I'm sitting here in the dark at the computer with a glass of wine.
I got a bit off track with my workouts during the neverending cold, and have resumed them. I was surprised at the initial difficulty. I was exhausted and it was hard to breathe. Today, I did 6.5 mi. doing a double cardio, the first was a 30 min 'armblaster' workout. Then I did a 35 min 'cool down' cardio on the treadmill, 3.5 mph. I was exhausted, but a good exhausted, but today, for the first time, I felt like I was back on track, so to speak.

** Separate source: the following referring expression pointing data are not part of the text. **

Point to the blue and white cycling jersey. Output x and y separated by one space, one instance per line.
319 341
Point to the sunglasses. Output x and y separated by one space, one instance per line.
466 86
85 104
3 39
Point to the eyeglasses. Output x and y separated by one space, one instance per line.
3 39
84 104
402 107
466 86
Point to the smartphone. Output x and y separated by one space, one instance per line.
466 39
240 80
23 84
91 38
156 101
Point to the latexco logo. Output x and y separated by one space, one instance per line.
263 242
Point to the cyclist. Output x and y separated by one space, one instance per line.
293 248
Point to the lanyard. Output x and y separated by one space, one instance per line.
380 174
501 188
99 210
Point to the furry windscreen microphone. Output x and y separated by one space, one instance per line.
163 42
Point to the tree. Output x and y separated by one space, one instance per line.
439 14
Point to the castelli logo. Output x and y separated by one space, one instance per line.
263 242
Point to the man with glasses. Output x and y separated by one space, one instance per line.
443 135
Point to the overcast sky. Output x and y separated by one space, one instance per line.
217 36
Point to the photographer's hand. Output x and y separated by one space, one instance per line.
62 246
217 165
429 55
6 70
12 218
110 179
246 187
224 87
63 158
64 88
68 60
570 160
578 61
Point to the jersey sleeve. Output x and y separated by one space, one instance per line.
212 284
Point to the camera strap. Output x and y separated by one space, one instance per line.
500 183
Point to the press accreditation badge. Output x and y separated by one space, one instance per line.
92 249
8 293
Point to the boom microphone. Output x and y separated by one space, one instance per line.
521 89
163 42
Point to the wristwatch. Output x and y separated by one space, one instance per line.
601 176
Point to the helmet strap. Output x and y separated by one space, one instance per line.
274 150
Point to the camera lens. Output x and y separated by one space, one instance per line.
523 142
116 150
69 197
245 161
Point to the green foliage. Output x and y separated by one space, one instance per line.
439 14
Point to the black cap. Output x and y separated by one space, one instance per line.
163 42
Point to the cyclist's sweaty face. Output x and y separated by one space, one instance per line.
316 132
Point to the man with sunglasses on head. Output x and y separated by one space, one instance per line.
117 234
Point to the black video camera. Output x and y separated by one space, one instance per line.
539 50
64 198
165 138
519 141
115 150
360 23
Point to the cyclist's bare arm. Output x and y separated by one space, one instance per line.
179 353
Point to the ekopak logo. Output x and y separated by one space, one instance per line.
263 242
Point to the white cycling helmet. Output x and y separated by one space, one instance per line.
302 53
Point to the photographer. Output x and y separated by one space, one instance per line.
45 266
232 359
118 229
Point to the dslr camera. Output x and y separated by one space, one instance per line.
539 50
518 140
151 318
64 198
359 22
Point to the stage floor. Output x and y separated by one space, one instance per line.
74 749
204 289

You know, being a parent of adult children is hard stuff. You see them making foolish choices and it leaves you with a choice; you can either say, "Ah well, they are adults..." or you can say, "You're an adult and you're going to do what you're going to do, but your choice is an irresponsible one."
I was at a store when I saw one of my former Sunday School students, and I talked to him for a while. His dad came up and we talked a bit too. At one point, the father said something and his boy squinched up his face impatiently. Unperturbed, his father said, "I'm your father, and it is my job to tell you the truth."
Tonight, I looked into the face of my adult child. I took a deep breath and I said, "You're an adult and you're going to do what you're going to do, but your choice is an irresponsible and selfish one." I said no more.
I felt like crap for saying it. I would have felt like crap if I didn't.